Audiences were like perfume. Every one a little bit different, but with practice, you could identify the notes. He read this group as expectant, curious, unfriendly. Neither Vincent Katherinessen nor the Coalition was welcome here.
Giving Vincent a mere cable bridge to balance. Because he didn’t care to rehabilitate the Coalition in their eyes. But Vincentneeded to retain their respect.
And he wasn’t about to address the citizens.
“People of New Amazonia,” he began, raising his voice and pitching it so the audio motes would recognize it and amplify it across the crowd. “I stand before you today in hope–”
It was as far as he got. Michelangelo shouted “Shooter!”and Vincent, as he was conditioned to do, went limp.

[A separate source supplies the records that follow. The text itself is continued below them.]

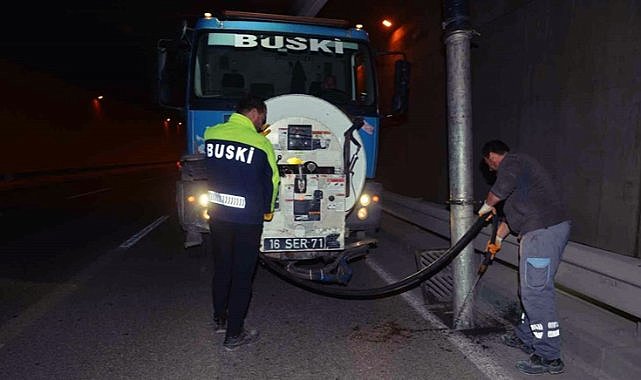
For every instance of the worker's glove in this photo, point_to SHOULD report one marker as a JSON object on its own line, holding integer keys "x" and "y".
{"x": 485, "y": 209}
{"x": 495, "y": 247}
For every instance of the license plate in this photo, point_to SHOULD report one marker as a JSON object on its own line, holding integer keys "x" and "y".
{"x": 293, "y": 244}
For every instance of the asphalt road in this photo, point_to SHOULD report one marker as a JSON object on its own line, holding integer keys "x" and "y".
{"x": 96, "y": 285}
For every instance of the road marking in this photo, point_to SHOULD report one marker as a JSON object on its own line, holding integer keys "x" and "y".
{"x": 134, "y": 239}
{"x": 471, "y": 351}
{"x": 89, "y": 193}
{"x": 15, "y": 326}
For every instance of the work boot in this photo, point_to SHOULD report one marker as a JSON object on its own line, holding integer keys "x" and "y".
{"x": 220, "y": 324}
{"x": 232, "y": 343}
{"x": 510, "y": 339}
{"x": 536, "y": 365}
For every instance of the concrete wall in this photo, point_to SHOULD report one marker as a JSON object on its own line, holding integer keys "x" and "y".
{"x": 561, "y": 80}
{"x": 49, "y": 125}
{"x": 413, "y": 151}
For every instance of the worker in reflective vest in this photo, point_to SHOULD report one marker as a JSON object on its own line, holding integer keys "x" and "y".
{"x": 242, "y": 179}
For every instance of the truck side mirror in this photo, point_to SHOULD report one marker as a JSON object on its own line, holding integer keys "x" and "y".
{"x": 173, "y": 58}
{"x": 400, "y": 100}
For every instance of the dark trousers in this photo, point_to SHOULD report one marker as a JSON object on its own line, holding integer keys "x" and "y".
{"x": 235, "y": 249}
{"x": 539, "y": 258}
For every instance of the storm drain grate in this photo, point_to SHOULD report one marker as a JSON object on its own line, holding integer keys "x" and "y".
{"x": 440, "y": 288}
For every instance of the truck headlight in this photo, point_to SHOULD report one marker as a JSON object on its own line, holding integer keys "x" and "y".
{"x": 362, "y": 213}
{"x": 203, "y": 199}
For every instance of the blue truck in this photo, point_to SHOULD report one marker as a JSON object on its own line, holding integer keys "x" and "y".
{"x": 318, "y": 77}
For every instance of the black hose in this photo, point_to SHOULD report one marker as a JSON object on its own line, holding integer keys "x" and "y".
{"x": 401, "y": 286}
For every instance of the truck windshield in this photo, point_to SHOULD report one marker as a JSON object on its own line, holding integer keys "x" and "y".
{"x": 230, "y": 64}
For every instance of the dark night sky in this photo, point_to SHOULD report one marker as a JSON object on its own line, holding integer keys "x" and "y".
{"x": 104, "y": 46}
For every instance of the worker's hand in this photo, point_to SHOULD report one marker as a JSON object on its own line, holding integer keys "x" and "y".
{"x": 495, "y": 247}
{"x": 487, "y": 209}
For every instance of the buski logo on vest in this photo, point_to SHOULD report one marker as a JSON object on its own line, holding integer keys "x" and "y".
{"x": 230, "y": 152}
{"x": 282, "y": 43}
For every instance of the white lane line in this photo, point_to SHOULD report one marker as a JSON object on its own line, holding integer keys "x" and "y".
{"x": 89, "y": 193}
{"x": 134, "y": 239}
{"x": 15, "y": 326}
{"x": 471, "y": 351}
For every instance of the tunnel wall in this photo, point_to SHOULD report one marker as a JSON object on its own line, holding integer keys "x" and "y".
{"x": 49, "y": 125}
{"x": 560, "y": 80}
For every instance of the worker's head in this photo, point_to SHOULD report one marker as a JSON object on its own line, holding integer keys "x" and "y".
{"x": 329, "y": 83}
{"x": 493, "y": 152}
{"x": 255, "y": 109}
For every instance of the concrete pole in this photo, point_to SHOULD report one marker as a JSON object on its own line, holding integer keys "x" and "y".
{"x": 459, "y": 122}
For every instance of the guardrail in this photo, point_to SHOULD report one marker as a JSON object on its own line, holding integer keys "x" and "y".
{"x": 606, "y": 277}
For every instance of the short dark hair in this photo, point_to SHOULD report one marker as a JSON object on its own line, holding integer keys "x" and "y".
{"x": 250, "y": 102}
{"x": 495, "y": 146}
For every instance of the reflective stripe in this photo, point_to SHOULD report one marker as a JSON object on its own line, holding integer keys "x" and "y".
{"x": 226, "y": 199}
{"x": 537, "y": 330}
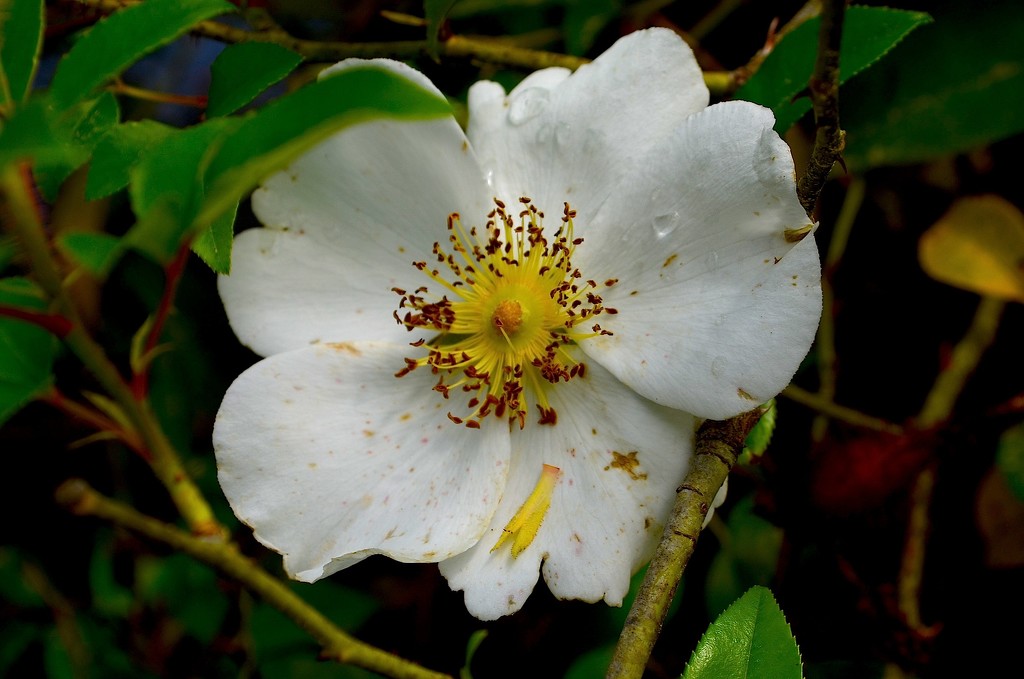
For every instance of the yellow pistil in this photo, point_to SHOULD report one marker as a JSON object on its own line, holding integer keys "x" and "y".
{"x": 514, "y": 310}
{"x": 522, "y": 527}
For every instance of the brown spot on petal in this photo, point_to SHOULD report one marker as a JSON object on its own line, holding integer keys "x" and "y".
{"x": 347, "y": 347}
{"x": 797, "y": 235}
{"x": 627, "y": 463}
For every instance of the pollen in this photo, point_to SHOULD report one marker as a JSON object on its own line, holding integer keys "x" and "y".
{"x": 510, "y": 314}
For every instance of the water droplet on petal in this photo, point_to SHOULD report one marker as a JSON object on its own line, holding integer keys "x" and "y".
{"x": 666, "y": 223}
{"x": 527, "y": 104}
{"x": 544, "y": 134}
{"x": 563, "y": 134}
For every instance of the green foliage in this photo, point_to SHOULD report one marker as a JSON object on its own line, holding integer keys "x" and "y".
{"x": 749, "y": 557}
{"x": 751, "y": 639}
{"x": 167, "y": 186}
{"x": 20, "y": 40}
{"x": 955, "y": 86}
{"x": 118, "y": 41}
{"x": 242, "y": 72}
{"x": 868, "y": 34}
{"x": 1010, "y": 459}
{"x": 27, "y": 351}
{"x": 57, "y": 140}
{"x": 760, "y": 436}
{"x": 585, "y": 19}
{"x": 291, "y": 125}
{"x": 118, "y": 152}
{"x": 188, "y": 592}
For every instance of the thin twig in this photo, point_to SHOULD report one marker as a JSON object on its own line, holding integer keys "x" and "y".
{"x": 825, "y": 340}
{"x": 937, "y": 409}
{"x": 26, "y": 224}
{"x": 823, "y": 88}
{"x": 718, "y": 447}
{"x": 841, "y": 413}
{"x": 80, "y": 499}
{"x": 172, "y": 277}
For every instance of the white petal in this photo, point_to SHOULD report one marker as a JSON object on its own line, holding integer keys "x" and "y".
{"x": 577, "y": 138}
{"x": 288, "y": 290}
{"x": 355, "y": 212}
{"x": 331, "y": 459}
{"x": 716, "y": 308}
{"x": 621, "y": 458}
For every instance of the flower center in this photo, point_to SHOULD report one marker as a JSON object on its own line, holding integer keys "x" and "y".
{"x": 513, "y": 312}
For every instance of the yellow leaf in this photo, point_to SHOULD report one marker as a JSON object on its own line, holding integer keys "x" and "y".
{"x": 978, "y": 245}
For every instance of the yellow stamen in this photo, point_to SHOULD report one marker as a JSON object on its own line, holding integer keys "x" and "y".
{"x": 522, "y": 527}
{"x": 513, "y": 310}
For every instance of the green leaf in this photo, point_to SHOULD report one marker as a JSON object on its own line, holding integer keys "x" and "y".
{"x": 751, "y": 639}
{"x": 96, "y": 253}
{"x": 955, "y": 86}
{"x": 749, "y": 557}
{"x": 1010, "y": 459}
{"x": 20, "y": 40}
{"x": 194, "y": 177}
{"x": 27, "y": 351}
{"x": 167, "y": 186}
{"x": 243, "y": 71}
{"x": 288, "y": 127}
{"x": 189, "y": 592}
{"x": 760, "y": 436}
{"x": 55, "y": 141}
{"x": 435, "y": 11}
{"x": 584, "y": 22}
{"x": 213, "y": 244}
{"x": 118, "y": 152}
{"x": 868, "y": 34}
{"x": 475, "y": 639}
{"x": 119, "y": 40}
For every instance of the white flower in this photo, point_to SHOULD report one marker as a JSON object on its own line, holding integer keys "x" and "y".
{"x": 534, "y": 409}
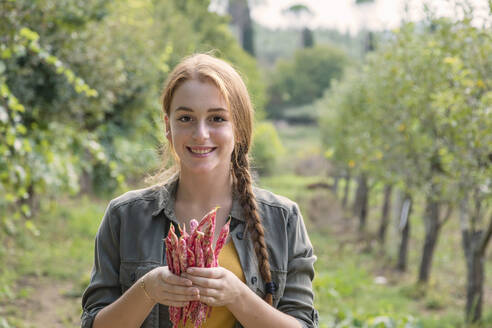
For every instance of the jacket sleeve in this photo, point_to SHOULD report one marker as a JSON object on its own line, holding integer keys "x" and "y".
{"x": 298, "y": 296}
{"x": 104, "y": 287}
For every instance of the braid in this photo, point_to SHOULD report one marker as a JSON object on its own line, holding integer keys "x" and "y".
{"x": 243, "y": 186}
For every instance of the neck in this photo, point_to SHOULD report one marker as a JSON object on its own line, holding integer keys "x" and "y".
{"x": 206, "y": 190}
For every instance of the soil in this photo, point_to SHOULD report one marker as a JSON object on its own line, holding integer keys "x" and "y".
{"x": 47, "y": 303}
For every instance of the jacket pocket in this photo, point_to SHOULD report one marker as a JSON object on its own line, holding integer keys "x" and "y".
{"x": 131, "y": 272}
{"x": 279, "y": 278}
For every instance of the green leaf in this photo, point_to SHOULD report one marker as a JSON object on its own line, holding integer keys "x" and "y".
{"x": 32, "y": 228}
{"x": 29, "y": 34}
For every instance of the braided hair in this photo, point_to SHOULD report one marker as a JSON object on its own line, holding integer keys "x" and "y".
{"x": 207, "y": 68}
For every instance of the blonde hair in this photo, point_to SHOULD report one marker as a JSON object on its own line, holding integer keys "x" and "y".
{"x": 206, "y": 68}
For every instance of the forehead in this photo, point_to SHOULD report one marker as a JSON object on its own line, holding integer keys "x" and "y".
{"x": 198, "y": 95}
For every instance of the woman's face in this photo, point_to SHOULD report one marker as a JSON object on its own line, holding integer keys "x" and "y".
{"x": 200, "y": 128}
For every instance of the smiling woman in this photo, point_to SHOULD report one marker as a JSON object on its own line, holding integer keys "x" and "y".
{"x": 200, "y": 128}
{"x": 266, "y": 270}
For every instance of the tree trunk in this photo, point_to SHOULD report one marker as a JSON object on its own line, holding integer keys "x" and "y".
{"x": 475, "y": 274}
{"x": 241, "y": 18}
{"x": 474, "y": 244}
{"x": 336, "y": 179}
{"x": 346, "y": 190}
{"x": 404, "y": 227}
{"x": 431, "y": 221}
{"x": 360, "y": 206}
{"x": 385, "y": 215}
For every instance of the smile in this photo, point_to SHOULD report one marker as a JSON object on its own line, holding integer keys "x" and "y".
{"x": 201, "y": 150}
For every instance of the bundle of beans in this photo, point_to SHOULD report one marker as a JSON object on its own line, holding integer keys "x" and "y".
{"x": 194, "y": 250}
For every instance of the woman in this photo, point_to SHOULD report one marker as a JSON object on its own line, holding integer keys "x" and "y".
{"x": 267, "y": 267}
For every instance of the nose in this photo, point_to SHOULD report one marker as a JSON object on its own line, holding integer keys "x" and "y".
{"x": 201, "y": 131}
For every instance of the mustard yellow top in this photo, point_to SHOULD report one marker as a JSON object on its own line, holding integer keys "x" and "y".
{"x": 220, "y": 316}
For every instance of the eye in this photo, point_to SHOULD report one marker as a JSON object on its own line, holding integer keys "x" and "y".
{"x": 184, "y": 118}
{"x": 218, "y": 119}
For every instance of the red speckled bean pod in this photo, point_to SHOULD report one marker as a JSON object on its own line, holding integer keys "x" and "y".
{"x": 224, "y": 232}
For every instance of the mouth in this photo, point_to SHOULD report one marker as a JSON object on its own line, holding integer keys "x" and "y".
{"x": 201, "y": 151}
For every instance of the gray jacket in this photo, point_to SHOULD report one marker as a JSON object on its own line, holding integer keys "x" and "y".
{"x": 129, "y": 244}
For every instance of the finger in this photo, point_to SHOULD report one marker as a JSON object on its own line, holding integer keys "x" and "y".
{"x": 176, "y": 303}
{"x": 214, "y": 273}
{"x": 208, "y": 300}
{"x": 208, "y": 292}
{"x": 204, "y": 282}
{"x": 180, "y": 298}
{"x": 174, "y": 279}
{"x": 179, "y": 290}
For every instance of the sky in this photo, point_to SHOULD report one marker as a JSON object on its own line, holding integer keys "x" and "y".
{"x": 345, "y": 15}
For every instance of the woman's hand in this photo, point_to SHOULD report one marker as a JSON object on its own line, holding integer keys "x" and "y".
{"x": 218, "y": 286}
{"x": 166, "y": 288}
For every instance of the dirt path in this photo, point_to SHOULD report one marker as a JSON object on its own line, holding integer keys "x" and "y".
{"x": 47, "y": 303}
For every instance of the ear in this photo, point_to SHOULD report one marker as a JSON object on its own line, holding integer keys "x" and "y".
{"x": 168, "y": 129}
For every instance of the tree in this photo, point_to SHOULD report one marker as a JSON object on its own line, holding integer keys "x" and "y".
{"x": 303, "y": 79}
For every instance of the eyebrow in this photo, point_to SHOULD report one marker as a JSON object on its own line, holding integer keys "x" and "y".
{"x": 214, "y": 109}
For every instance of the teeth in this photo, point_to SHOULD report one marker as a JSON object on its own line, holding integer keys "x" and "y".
{"x": 201, "y": 151}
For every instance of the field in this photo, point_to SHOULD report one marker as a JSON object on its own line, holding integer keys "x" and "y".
{"x": 355, "y": 281}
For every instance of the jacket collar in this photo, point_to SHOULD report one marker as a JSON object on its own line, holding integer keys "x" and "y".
{"x": 166, "y": 196}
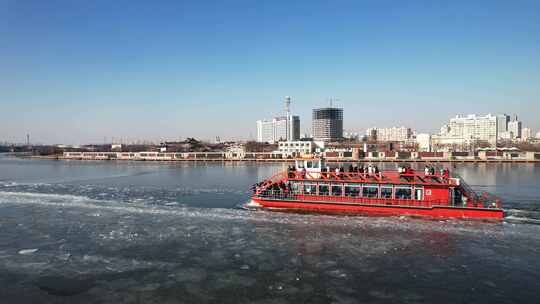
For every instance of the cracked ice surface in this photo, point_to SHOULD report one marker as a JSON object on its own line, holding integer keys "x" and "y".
{"x": 87, "y": 250}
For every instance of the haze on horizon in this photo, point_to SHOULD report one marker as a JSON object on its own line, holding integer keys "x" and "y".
{"x": 79, "y": 71}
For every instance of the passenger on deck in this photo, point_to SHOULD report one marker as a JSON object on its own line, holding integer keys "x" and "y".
{"x": 446, "y": 173}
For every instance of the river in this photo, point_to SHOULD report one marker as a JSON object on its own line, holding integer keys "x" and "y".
{"x": 146, "y": 232}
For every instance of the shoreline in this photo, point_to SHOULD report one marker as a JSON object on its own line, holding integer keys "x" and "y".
{"x": 472, "y": 161}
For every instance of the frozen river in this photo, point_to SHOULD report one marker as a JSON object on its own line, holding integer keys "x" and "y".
{"x": 120, "y": 232}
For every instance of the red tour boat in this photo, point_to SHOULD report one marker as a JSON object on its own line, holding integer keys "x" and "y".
{"x": 310, "y": 185}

The next sensation should have been a blow, the impact of Angelo’s body taking him down, covering him.
But it didn’t happen quite that way.
Certain things happened when Michelangelo saw the gun come up, and all of them happened fast enough that if later asked, he would have been unable to provide their sequence. He registered the weapon before it was sighted in, shouted a warning, pointed, and dove for Claude Singapore. A split‑second judgment, based on the realization that the weapon was tending toward her, that Vincent’s wardrobe would afford him protection, and that Vincent had partial cover behind the lectern.
Shafaqat Delhi was half a step behind him, and she landed atop Vincent, who had recovered from his surprise enough to dive with her to the floor of the stage and land facedown, arms around his head. Michelangelo lost sight of him then; he felt the shock and smelled the snapof ozone as something struck his wardrobe and he struck Elder Singapore.
A second gunshot cracked, louder and longer–two fired at once?–and Michelangelo’s skin jumped away from transmitted pressure as his wardrobe caught that one, too. Shouting echoed around the square: more gunfire, now. Not surprising, when most of the crowd was armed, but it seemed fairly restrained, and no more bullets were arching over the stage.
And the prime minister was shoving at his chest and cursing him as his wardrobe snapped painful sparks at her. “Stay down,” he hissed. He slapped the cutoff on his watch so it wouldn’t electrocute her, and caught her hand as she was reaching for her weapon. “Let security handle it.”